Der türkische Ministerpräsident Recep Tayyip Erdogan setzte sich bei einem Berlin-Besuch im Oktober 2012 dafür ein, dass die türkischstämmigen Bürger in Deutschland die doppelte Staatsbürgerschaft bekommen. Das lehnt die Union unter Bundeskanzlerin Angela Merkel (CDU) ab.
Erdogan sieht bei seinen Landsleuten in Deutschland die Gefahr, dass sie ihre eigene Kultur und Religion aufgeben müssten. 20 Prozent aller Muslime in der Bundesrepublik sind in religiösen Vereinen oder Gemeinden organisiert. In Deutschland gibt es rund 2.350 Moscheen.
Beliebtes Reiseziel Türkei
Die Türkei gehört zu den zehn beliebtesten Reisezielen der Deutschen. 2012 machten fünf Millionen Deutsche in der Türkei Urlaub. Außerdem leben etwa 70.000 Deutsche in der Türkei. Diese ermuntert Erdogan, die türkische Staatsbürgerschaft zu beantragen.
Streitpunkt: EU-Beitritt der Türkei
Die Beziehungen zwischen beiden Ländern gelten als belastbar und freundschaftlich, doch es gibt immer wieder schwierige Gespräche etwa die Verhandlungen über einen EU-Beitritt der Türkei. Merkels CDU lehnt eine Vollmitgliedschaft der Türkei ab und plädiert nur für eine sogenannte privilegierte Partnerschaft. Die Bundeskanzlerin nennt die Gespräche aber "ergebnisoffen".
Die Türkei beantragte den Beitritt bereits 1987. Verhandelt wird aber erst seit 2005 und seit 2010 kommen die Gespräche nicht mehr voran. Hauptgrund dafür ist, dass die Türkei das EU-Mitglied Zypern, dessen Nordteil sie seit Jahrzehnten mit Soldaten besetzt, nicht anerkennt und die Öffnung ihrer Grenzen gegenüber der griechisch- zyprischen Regierung ablehnt.

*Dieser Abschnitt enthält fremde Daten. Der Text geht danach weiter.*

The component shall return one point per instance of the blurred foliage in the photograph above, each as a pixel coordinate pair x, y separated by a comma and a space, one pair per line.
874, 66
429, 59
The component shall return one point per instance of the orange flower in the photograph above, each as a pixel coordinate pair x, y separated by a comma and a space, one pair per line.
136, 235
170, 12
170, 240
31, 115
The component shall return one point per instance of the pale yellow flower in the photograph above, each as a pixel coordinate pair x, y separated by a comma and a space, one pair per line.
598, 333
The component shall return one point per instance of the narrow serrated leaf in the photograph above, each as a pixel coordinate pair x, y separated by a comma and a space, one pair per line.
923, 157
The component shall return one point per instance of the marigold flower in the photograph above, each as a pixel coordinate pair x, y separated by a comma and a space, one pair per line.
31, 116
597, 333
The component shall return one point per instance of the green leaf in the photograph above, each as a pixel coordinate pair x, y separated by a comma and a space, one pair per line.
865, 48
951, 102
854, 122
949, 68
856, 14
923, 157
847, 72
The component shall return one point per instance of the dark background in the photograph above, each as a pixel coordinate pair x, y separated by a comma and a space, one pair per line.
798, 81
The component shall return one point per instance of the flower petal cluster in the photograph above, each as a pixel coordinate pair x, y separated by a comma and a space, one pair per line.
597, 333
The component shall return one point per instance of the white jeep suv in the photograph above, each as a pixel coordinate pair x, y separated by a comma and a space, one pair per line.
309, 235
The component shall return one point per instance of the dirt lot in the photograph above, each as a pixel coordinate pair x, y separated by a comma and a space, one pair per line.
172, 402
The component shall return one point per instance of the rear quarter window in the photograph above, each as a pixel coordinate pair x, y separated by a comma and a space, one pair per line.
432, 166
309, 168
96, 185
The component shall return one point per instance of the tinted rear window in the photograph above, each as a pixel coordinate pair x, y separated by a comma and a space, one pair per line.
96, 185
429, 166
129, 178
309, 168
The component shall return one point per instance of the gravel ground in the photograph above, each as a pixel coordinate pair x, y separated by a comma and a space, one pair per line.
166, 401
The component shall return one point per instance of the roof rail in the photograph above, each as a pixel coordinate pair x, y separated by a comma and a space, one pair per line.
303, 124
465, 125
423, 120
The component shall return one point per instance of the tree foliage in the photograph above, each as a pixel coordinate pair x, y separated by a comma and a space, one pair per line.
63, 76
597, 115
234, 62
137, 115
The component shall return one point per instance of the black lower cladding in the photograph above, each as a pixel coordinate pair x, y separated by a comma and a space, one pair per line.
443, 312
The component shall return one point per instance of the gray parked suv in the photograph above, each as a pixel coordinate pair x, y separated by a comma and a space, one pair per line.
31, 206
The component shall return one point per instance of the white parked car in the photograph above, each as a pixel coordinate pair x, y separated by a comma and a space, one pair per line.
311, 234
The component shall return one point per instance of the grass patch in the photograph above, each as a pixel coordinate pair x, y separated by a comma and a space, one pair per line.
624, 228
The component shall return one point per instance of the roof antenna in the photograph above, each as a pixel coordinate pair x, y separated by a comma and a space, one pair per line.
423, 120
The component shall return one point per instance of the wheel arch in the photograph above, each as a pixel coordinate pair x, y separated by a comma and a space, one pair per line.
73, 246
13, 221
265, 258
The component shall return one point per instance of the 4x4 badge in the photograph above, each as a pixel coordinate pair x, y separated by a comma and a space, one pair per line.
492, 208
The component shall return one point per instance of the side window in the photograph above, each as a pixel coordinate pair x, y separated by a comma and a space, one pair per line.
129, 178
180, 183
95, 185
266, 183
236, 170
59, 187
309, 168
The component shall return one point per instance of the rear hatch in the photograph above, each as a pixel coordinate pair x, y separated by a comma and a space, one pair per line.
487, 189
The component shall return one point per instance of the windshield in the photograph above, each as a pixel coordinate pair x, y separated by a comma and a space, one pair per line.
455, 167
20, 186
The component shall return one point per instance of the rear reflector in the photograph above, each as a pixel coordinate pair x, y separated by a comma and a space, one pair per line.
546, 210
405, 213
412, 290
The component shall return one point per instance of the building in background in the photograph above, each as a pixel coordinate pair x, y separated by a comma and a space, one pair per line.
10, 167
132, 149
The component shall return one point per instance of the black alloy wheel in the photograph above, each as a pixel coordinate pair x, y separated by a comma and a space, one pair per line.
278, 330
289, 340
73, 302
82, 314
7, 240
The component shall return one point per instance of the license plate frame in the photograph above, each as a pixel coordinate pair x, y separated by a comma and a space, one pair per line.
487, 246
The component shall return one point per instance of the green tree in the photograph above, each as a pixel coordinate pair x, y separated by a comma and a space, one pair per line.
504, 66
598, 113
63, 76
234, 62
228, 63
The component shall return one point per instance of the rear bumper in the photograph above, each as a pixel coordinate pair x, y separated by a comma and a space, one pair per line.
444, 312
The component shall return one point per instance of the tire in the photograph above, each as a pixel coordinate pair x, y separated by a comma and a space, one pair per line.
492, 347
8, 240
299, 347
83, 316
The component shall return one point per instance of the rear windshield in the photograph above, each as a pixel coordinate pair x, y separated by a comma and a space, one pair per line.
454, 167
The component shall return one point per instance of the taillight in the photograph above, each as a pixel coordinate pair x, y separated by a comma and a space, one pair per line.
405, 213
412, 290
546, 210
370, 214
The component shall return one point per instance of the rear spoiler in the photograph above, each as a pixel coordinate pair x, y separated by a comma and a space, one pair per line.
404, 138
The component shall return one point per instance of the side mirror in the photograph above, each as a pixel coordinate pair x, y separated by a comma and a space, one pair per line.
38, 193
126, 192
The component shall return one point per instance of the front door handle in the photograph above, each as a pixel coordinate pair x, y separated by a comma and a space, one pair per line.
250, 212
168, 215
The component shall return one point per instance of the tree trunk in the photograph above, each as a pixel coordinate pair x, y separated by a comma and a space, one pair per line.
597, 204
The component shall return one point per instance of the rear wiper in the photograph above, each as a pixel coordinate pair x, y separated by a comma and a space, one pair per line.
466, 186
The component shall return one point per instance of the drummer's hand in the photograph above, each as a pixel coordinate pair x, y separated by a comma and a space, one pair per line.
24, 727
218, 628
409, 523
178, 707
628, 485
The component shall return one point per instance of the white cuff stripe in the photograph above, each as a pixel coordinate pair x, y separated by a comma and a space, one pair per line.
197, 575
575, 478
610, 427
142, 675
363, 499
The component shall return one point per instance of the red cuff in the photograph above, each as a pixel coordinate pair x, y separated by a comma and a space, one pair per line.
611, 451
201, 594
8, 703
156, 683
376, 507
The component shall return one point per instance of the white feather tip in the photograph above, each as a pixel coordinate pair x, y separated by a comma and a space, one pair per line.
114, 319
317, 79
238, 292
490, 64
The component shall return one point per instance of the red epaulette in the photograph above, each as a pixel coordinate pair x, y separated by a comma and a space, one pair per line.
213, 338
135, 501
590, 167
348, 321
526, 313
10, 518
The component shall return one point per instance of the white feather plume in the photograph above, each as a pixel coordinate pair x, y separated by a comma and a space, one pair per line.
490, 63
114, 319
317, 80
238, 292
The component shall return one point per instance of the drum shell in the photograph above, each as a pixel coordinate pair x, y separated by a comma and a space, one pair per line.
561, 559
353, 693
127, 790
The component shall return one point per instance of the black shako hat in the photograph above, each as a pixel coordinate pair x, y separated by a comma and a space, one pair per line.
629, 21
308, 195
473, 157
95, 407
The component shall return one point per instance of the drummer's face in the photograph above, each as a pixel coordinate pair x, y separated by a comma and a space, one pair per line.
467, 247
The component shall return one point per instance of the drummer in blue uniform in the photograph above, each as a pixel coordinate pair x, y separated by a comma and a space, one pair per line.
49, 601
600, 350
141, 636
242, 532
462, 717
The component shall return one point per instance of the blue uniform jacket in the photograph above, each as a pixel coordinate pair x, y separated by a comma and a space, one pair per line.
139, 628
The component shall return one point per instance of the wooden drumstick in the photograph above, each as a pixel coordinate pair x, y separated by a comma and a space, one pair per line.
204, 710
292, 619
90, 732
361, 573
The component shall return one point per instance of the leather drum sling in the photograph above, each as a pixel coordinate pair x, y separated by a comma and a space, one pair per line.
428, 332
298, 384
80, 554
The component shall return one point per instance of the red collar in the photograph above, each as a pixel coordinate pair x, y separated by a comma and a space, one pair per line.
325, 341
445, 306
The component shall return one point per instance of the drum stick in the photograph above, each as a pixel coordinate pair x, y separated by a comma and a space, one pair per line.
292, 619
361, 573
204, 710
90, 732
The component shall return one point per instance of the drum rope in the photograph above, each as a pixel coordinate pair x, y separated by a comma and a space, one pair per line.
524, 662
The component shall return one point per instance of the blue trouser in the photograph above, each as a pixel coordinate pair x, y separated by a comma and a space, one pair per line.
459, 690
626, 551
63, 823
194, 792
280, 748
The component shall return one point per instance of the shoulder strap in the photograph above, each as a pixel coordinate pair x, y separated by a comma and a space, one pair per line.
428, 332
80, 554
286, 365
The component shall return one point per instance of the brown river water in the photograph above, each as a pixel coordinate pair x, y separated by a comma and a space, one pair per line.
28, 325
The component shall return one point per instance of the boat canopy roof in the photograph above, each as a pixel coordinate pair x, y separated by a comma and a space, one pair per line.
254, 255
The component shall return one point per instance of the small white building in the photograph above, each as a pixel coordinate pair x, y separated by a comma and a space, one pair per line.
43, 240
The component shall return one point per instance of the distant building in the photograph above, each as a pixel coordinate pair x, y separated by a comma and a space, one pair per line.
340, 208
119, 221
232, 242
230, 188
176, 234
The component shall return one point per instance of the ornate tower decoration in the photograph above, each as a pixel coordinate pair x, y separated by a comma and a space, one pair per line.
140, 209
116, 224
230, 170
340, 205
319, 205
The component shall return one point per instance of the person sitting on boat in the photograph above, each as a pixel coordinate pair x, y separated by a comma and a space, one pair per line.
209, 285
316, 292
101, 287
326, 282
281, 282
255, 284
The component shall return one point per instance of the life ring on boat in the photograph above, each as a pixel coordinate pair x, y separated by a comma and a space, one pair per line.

Die EU fordert aber, dass die Türkei ein Assoziierungsabkommen mit der EU auch auf Zypern anwendet. Die Verhandlungen sind in 35 Themenbereiche ("Kapitel") unterteilt. Dabei soll die Rechtslage in der Türkei in allen Bereichen in Einklang mit dem EU-Recht gebracht werden. 13 wurden eröffnet. Aber nur eines - Wissenschaft und Forschung - wurde bisher abgeschlossen.
Wirtschaftsbeziehungen
Deutschland ist der wichtigste Handelspartner der Türkei - und die Türkei ist für Deutschland einer der wichtigsten Handelspartner außerhalb der Europäischen Union. Das Handelsvolumen lag nach deutschen Regierungsangaben zuletzt bei mehr als 30 Milliarden Euro pro Jahr. Geschäftsbereiche sind Industrieprodukte, Dienstleistungsangebote aller Art, Energie, Umwelt und Luftverkehr.
In Deutschland beschäftigen rund 75.000 türkischstämmige Unternehmer nach Angaben des Auswärtigen Amtes 370.000 Mitarbeiter und erwirtschaften einen Jahresumsatz von 35 Milliarden Euro.
Seit 1985 ist die deutsche Wirtschaft in der Türkei durch ein Delegiertenbüro des Deutschen Industrie- und Handelskammertags (DIHK) vertreten. 2004 wurde in Köln die Türkisch-Deutsche Industrie- und Handelskammer gegründet, seit 2012 hat sie ihren Hauptsitz in Berlin.